Yesterday we heard there was a huge costume party going on at Central Station, a gay club downtown. Without launching into a full sociological discussion on homosexuality in Russia, suffice it to say that opinions here are not as liberal as in America, and unfortunately many people are forced by social convention to remain closeted, and must essentially lead a double life. I have been to gay clubs in the U.S., and was interested to see what the ones here were like—especially on a night intended to be “all-out.” And I am not above dressing up my straight male friend to get in.
But as much as I gelled and bedazzled him, we were deemed insufficiently costumed for admission. I should have known when I saw another entrance reject, tripping balls and wearing nothing but a glow stick, glitter, and leather leggings. But as Central Station is on Dumskaya Street, essentially the nightlife district, there was no shortage of alternatives and we ended up at Bar Fidel (as in, Castro). It had a good atmosphere (not literally; I think my coat may permanently smell like smoke because there was no coatroom), and reminded me of my mom’s descriptions of clubs in the 80s.
I’m going to be honest…Russians are terrible dancers. Russian women pride themselves on their icy, sophisticated appearances, all fox fur and disdain and leather stilettos, but get them on the dance floor and suddenly…it’s middle school homecoming. By which I mean, awkward wiggling with too much elbow, with a default to pogo-dancing on the loud songs and singing along to the few lyrics they understand. But at the same time, they still look like they’re having a great time. In some ways, it was actually preferable to some American clubs, full of palpable sexual frustration and self-consciousness. It was actually refreshing.
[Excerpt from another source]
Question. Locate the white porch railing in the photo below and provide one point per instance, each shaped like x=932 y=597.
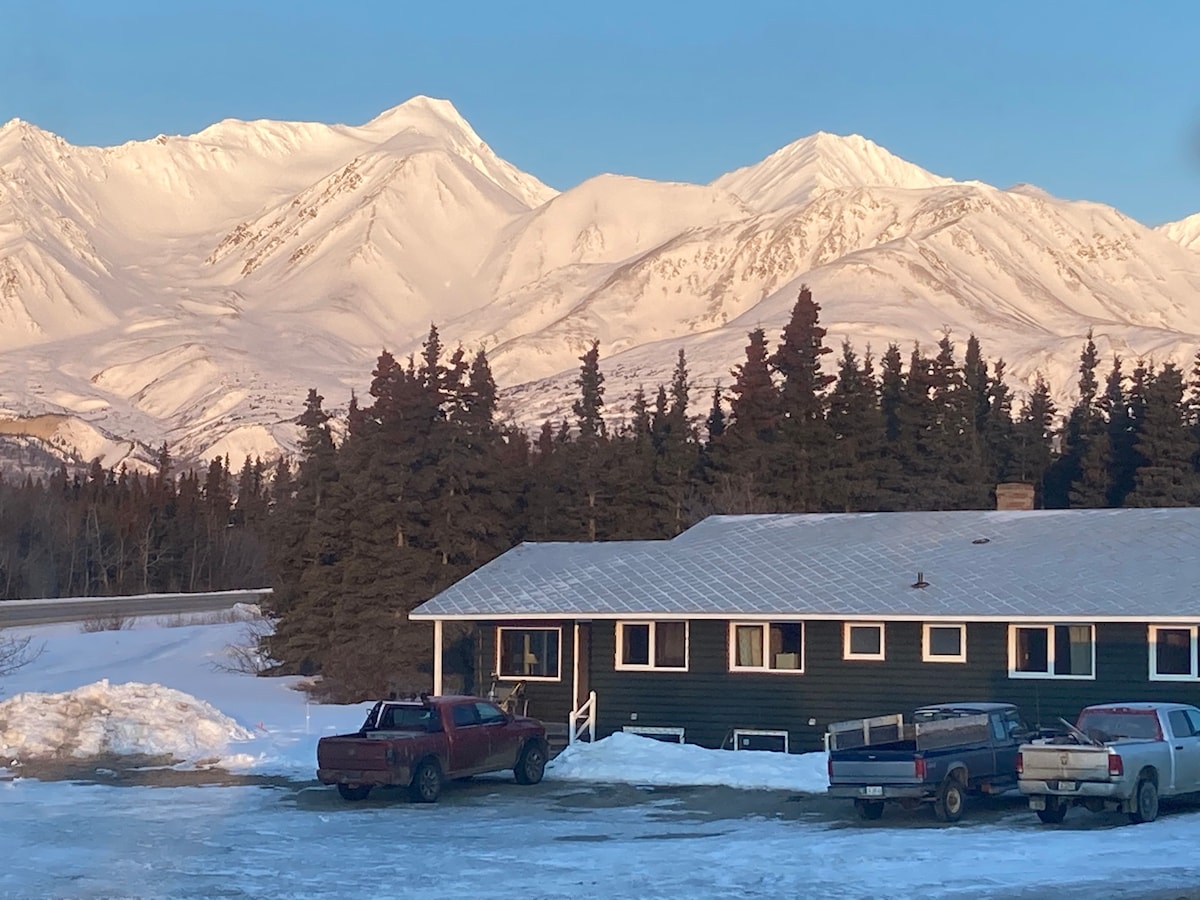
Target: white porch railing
x=582 y=721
The playlist was hilarious—a truly bizarre mix of Soviet-era rock and American songs from the late 70s through the 90s (think Madonna, Van Halen, Beck, Journey, Blink-182, Bon Jovi, and Chumbawumba). In addition to this, there were strange but delightful forays into other generations and genres, from the comparatively recent “Golddigger” all the way to “Ticket to Ride” and even “Twist and Shout.” We never quite hit Cole Porter, but after they started adding Russian folk songs, I would not have been surprised.